Your trainer most likely has no idea of gluconeogenesis and they are pushing the tired old myths of training and eating. They may be the rare trainer but, in my experience and my training to earn a cert, there is little discussion of proper nutrition and what is taught is the old dogma, high carb, high protein, low fat blah blah blah.

The high protein dogma does one thing REALLY well, sells shakes/bars/powders for the supplement companies.
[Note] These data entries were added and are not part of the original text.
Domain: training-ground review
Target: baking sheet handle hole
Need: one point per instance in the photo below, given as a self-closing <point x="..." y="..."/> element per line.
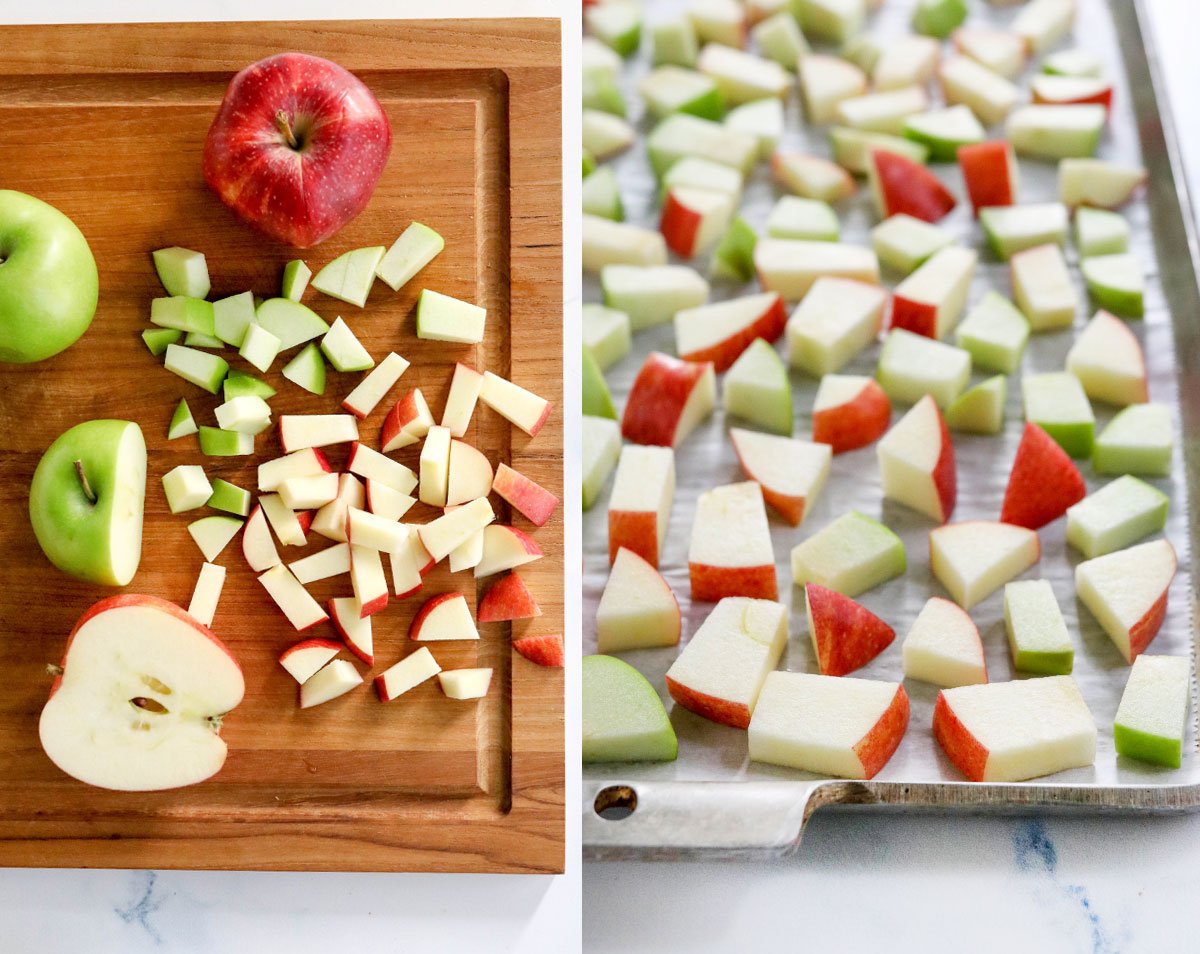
<point x="616" y="802"/>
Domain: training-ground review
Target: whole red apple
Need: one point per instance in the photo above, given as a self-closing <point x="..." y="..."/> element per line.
<point x="297" y="147"/>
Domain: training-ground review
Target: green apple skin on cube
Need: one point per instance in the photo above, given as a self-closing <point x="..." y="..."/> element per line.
<point x="1152" y="717"/>
<point x="1117" y="515"/>
<point x="443" y="318"/>
<point x="229" y="497"/>
<point x="203" y="370"/>
<point x="307" y="369"/>
<point x="756" y="389"/>
<point x="183" y="271"/>
<point x="994" y="334"/>
<point x="597" y="399"/>
<point x="623" y="717"/>
<point x="1055" y="401"/>
<point x="1139" y="439"/>
<point x="157" y="339"/>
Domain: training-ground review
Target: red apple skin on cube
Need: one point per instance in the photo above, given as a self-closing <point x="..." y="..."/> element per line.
<point x="877" y="747"/>
<point x="298" y="193"/>
<point x="906" y="186"/>
<point x="847" y="635"/>
<point x="988" y="174"/>
<point x="545" y="651"/>
<point x="1042" y="483"/>
<point x="856" y="423"/>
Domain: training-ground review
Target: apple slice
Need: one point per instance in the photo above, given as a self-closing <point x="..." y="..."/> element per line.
<point x="844" y="727"/>
<point x="1152" y="717"/>
<point x="353" y="628"/>
<point x="917" y="462"/>
<point x="723" y="667"/>
<point x="145" y="714"/>
<point x="975" y="558"/>
<point x="837" y="319"/>
<point x="303" y="660"/>
<point x="1014" y="731"/>
<point x="943" y="647"/>
<point x="407" y="675"/>
<point x="623" y="717"/>
<point x="730" y="553"/>
<point x="1126" y="592"/>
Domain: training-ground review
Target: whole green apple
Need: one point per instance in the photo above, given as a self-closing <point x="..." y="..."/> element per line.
<point x="48" y="281"/>
<point x="87" y="499"/>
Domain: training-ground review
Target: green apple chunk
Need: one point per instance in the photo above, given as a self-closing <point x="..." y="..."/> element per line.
<point x="201" y="369"/>
<point x="349" y="276"/>
<point x="183" y="271"/>
<point x="239" y="383"/>
<point x="157" y="339"/>
<point x="1101" y="232"/>
<point x="229" y="497"/>
<point x="181" y="421"/>
<point x="232" y="316"/>
<point x="979" y="409"/>
<point x="1056" y="402"/>
<point x="307" y="369"/>
<point x="1139" y="439"/>
<point x="87" y="501"/>
<point x="1037" y="633"/>
<point x="912" y="366"/>
<point x="994" y="334"/>
<point x="295" y="280"/>
<point x="1152" y="717"/>
<point x="217" y="443"/>
<point x="183" y="313"/>
<point x="623" y="717"/>
<point x="417" y="247"/>
<point x="48" y="280"/>
<point x="901" y="243"/>
<point x="1116" y="516"/>
<point x="291" y="322"/>
<point x="1115" y="283"/>
<point x="757" y="390"/>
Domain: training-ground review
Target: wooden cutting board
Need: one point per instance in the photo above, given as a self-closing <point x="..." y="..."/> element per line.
<point x="107" y="123"/>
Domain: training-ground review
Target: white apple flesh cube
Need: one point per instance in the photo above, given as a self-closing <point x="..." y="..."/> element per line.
<point x="721" y="670"/>
<point x="829" y="725"/>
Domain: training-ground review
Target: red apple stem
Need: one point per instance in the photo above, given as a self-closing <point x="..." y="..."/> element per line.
<point x="83" y="483"/>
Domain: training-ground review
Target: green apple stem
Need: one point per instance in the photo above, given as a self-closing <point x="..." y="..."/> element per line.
<point x="83" y="483"/>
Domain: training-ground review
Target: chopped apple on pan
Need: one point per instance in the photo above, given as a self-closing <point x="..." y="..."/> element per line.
<point x="1126" y="591"/>
<point x="1152" y="717"/>
<point x="669" y="400"/>
<point x="791" y="268"/>
<point x="851" y="556"/>
<point x="917" y="462"/>
<point x="723" y="667"/>
<point x="720" y="331"/>
<point x="730" y="553"/>
<point x="623" y="717"/>
<point x="843" y="727"/>
<point x="651" y="295"/>
<point x="640" y="504"/>
<point x="900" y="185"/>
<point x="144" y="715"/>
<point x="408" y="673"/>
<point x="1116" y="516"/>
<point x="637" y="609"/>
<point x="837" y="319"/>
<point x="1043" y="481"/>
<point x="943" y="647"/>
<point x="1015" y="731"/>
<point x="975" y="558"/>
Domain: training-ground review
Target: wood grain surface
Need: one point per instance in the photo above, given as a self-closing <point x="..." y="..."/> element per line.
<point x="107" y="123"/>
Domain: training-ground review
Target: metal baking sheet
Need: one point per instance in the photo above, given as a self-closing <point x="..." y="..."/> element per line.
<point x="713" y="797"/>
There is a good deal of evidence supporting the idea that we need LESS protein than usually recommended by the old 1.0 grams of protein per lean kilo of body mass, many are reporting good success with less than that.

Check out the ketoathelete podcast, lots of good info there. Also, play with this calculator, it’s not perfect but it’s fun to play with: https://ketogains.com/ketogains-calculator/

Also, ask your trainer what happens with extra protein if you are consuming more than needed? (It could raise insulin levels, reducing the impact of your fasting efforts if you are using IF etc. or it just gets passed out of the body in the urine…).

Best of luck to you.


(Dasha ) #19

@DaveyB, thank you. I’m having such a hard time letting go of veggies :grimacing:


(Dasha ) #20

He is all for moderate good fats but high protein. I know I don’t feel as good when I go over my protein. I think I should really lower it from my calculated macros because I’m always hungry.